Он еще не теряет надежды познакомиться с ней. Почему-то я всегда откладывала этот важный шаг, наверно, боялась услышать неодобрение из уст такой безупречной Дамы. Может быть, хорошо, что этого так и не произошло, поэтому не придется придумывать оправдания одно нелепее другого, чтобы не чувствовать себя ущербной и неспособной завязать нормальные отношения с мужчиной, если мы с Павлом окончательно расстанемся. Я оставила себе пожарный выход, подстраховалась, где-то внутренне понимая, что все может прекратиться так же внезапно, как и началось.

Я благодарю за комплимент и, как последняя дура, улыбаюсь в ответ. Это слабость. Или болезнь. Три года встреч урывками, в спешке, в перерывах между бесконечными полетами, какими-то курсами, ремонтом квартиры, до сих пор далеким от завершения, шумными вечеринками и вечными друзьями.

Мне хочется, чтобы он спросил, как я жила без него, чтобы прижал к себе и сказал, как в первый раз: «Я больше тебя никуда не отпущу!» Мне хочется успокоить гложущую тоску и предчувствие приближения чего-то непоправимого, но он слишком перевозбужден, переполнен впечатлениями, ему не до моих «хочу». Сунув небрежно пакет и усадив в машину, весело рассказывает о полете. В пакете чудесный шарф и тонкие перчатки из мягкой замши. Он настолько внимателен. Естественно, на улице осень, а маленькая девочка вечно теряет перчатки и забывает о своем горле. А может быть, все не так плохо и я насочиняла себе страшную историю, в которой нет ни капли правды? Если наши отношения так плохи, если я ему совершенно безразлична, зачем тогда нужны эти встречи, почему дарит подарки, помня мои слабости, привычки и вкусы?

Он мастерски ведет машину, лавируя в потоке, избегая столкновения с пешеходами, выскакивающими тут и там почти из-под машины, и постоянно говорит, не останавливаясь ни на минуту. Я слушаю вполуха и смотрю на грязную, размытую картинку за окном, на потоки воды, разлетающиеся брызгами из-под несущихся автомобилей, на многоцветие зонтов на фоне хмурого неба и никак не могу понять, почему и зачем я еду с ним. Я совершаю поступки против нормальной, здравой логики, веду себя глупо и не могу остановиться. Зачем нужны отношения, которые не приносят ничего, кроме неудобства, неудовлетворения, недовольства собой? Кто пострадает оттого, что они прекратятся? Я понимаю умом, что не нужна ему так, как нужна любимая женщина, он прекрасно обходится без меня!

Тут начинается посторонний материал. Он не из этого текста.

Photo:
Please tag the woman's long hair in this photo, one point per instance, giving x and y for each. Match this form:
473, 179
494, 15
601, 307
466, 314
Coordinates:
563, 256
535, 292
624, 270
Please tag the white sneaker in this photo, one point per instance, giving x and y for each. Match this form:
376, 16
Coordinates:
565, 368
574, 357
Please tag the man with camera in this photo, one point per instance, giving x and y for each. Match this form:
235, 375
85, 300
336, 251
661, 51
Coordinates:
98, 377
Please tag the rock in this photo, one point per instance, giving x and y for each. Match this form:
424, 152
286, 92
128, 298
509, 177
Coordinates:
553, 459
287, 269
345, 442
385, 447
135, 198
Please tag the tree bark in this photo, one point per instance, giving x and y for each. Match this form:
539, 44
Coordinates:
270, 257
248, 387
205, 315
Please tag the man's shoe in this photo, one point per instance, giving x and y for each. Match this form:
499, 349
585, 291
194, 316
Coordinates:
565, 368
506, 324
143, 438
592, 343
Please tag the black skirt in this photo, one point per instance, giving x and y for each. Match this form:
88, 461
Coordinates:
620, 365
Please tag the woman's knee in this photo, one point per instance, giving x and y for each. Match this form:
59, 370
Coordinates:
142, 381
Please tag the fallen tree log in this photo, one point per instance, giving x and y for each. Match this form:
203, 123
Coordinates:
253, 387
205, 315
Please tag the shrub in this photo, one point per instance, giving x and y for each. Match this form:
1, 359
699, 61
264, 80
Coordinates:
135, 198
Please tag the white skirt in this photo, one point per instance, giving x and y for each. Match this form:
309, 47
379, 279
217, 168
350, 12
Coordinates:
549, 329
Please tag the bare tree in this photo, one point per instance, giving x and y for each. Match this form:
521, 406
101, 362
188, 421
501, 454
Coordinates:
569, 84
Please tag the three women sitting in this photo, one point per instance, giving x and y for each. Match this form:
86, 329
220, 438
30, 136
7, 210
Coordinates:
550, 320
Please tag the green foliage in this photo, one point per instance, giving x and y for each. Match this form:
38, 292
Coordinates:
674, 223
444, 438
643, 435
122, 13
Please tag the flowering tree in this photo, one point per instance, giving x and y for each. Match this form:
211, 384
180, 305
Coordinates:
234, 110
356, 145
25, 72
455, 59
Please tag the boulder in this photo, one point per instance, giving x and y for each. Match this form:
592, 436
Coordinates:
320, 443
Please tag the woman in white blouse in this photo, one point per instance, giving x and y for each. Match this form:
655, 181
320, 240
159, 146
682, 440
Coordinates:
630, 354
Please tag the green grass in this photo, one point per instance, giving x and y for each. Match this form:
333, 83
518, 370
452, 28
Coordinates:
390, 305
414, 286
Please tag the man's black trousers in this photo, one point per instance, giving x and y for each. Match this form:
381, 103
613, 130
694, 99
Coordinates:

У дома, продуваемого ветрами, среди чахлых ощетинившихся колючками кустиков, ведущих к канаве, именуемой оврагом или иногда парком, он загнал машину на стоянку, охраняемую дюжиной ободранных дворняжек и помятым дядькой, который тут же высунулся из вагончика. Меня вечно коробит от его наглой физиономии. Он смотрит, прищурившись, усмехается и, вероятно, сплевывает за моей спиной, сравнивая с другими девицами. Для меня не секрет, что этих «других» Павел также катает на своей новой машине и приводит в гости. Я, опустив голову, жду, чувствуя, как нарастает недовольство собой и мое терпение приближается к последней капле.

В обшарпанном лифте многоэтажки он прерывает поток восторженных эпитетов об Испании, чтобы сообщить, что завтра летит в Питер. Но никто не спросит, может, мне тоже прокатиться до замечательного города в компании красивых и веселых людей. Мы могли бы чудесно провести время.

За дверью слышна возня и громкий лай, удары лапами по металлу, упрятанному под тонкий слой дерматина, словно собака Баскервилей поджидает свою очередную жертву. Павел засмеялся и что-то забормотал, торопливо выпуская своего любимого монстра на волю.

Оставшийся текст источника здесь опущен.